I trying to remove all tags <product_desc></product_desc>
using Regex
.
Here are the value of the string
variable
<orderlines>
<orderline>
<id>1000001</id>
<product_id>2004</product_id>
<product_desc>ITEM2004
Color: red
Size: 150x10x10
Material: iron
</product_desc>
<qnt>2</qnt>
</orderline>
<orderline>
<id>1000002</id>
<product_id>2012</product_id>
<product_desc>ITEM2012</product_desc>
<qnt>4</qnt>
</orderline>
<orderline>
<id>1000003</id>
<product_id>3000</product_id>
<product_desc>DELIVERY</product_desc>
<qnt>1</qnt>
</orderline>
</orderlines>
When I using next pattern:
Dim pattern As String = "(<product_desc>[\s\S]*</product_desc>)"

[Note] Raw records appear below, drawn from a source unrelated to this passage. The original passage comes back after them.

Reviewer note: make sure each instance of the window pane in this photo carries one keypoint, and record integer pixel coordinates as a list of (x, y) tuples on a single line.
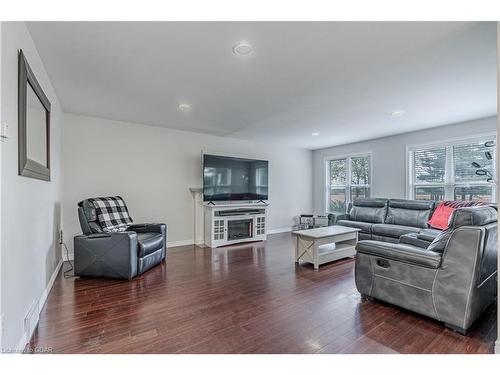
[(337, 199), (360, 170), (338, 172), (466, 154), (435, 193), (473, 193), (429, 165), (360, 192)]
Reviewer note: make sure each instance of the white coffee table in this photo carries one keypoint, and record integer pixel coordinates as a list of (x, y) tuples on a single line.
[(326, 244)]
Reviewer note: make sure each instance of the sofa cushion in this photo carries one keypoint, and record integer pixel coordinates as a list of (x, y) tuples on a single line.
[(370, 210), (149, 242), (400, 252), (409, 212), (365, 227), (392, 230), (428, 234), (412, 239), (469, 216), (441, 216)]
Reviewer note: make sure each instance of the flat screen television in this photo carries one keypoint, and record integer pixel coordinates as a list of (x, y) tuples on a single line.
[(234, 179)]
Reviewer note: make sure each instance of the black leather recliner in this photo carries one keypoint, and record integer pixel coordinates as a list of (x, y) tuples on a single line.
[(121, 255)]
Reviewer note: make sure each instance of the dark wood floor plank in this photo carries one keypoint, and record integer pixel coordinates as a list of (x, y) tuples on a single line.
[(245, 299)]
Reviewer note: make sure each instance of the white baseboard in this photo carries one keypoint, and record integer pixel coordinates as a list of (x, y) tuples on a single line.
[(41, 303), (180, 243), (279, 230)]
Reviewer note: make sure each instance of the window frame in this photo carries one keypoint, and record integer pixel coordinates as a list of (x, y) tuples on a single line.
[(326, 177), (449, 183)]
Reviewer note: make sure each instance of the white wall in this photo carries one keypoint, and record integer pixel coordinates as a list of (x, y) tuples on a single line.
[(153, 169), (31, 209), (497, 344), (389, 157)]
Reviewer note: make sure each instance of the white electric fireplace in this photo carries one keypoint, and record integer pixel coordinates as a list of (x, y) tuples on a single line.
[(227, 224)]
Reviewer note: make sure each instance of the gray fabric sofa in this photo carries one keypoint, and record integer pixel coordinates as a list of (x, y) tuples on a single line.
[(446, 275), (387, 219)]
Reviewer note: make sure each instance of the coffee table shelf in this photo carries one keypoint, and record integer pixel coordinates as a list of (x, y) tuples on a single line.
[(326, 244)]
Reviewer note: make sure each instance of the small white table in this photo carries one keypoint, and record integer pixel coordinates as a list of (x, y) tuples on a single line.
[(326, 244)]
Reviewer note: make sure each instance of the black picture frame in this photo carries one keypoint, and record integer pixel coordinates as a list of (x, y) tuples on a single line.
[(29, 167)]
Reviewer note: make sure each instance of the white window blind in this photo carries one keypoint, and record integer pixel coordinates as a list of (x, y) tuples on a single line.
[(449, 172), (347, 178)]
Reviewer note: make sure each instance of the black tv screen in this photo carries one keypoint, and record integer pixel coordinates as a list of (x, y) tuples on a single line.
[(232, 179)]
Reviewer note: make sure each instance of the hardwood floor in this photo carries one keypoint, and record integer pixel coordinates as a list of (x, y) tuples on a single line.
[(245, 299)]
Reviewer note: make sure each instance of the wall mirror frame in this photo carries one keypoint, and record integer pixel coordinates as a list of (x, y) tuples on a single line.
[(33, 124)]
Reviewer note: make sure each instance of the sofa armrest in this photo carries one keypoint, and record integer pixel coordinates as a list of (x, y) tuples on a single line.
[(457, 297), (112, 255), (400, 252), (155, 228), (335, 217), (148, 227)]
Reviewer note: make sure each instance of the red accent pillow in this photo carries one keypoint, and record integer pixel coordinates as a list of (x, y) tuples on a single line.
[(441, 216)]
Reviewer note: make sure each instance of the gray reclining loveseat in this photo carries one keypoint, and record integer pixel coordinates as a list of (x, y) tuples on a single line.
[(388, 219), (453, 279)]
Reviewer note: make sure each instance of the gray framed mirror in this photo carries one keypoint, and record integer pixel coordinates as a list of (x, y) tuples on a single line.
[(34, 125)]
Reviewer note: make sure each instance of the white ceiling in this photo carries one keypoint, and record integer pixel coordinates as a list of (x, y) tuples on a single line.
[(341, 79)]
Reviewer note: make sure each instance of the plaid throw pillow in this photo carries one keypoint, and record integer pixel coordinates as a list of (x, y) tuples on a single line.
[(112, 213)]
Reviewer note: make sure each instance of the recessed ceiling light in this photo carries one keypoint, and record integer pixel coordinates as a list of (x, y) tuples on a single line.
[(398, 113), (184, 107), (242, 49)]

Dim newvalue As String = Regex.Replace(originvalue, pattern, "")
I get result like this:
<orderlines>
<orderline>
<id>1000001</id>
<product_id>2004</product_id>
<qnt>1</qnt>
</orderline>
</orderlines>
So problem is that Regex
matches all values between first <product_desc>
and last </product_desc>
and replace them with empty string. This approach remove all <orederline>
tags between them(check value of the <qnt>
tag).
Can anybody give some tip of how limit removing to remove only specific tag. Content of the tag can contain all possible characters, newlines and even html code.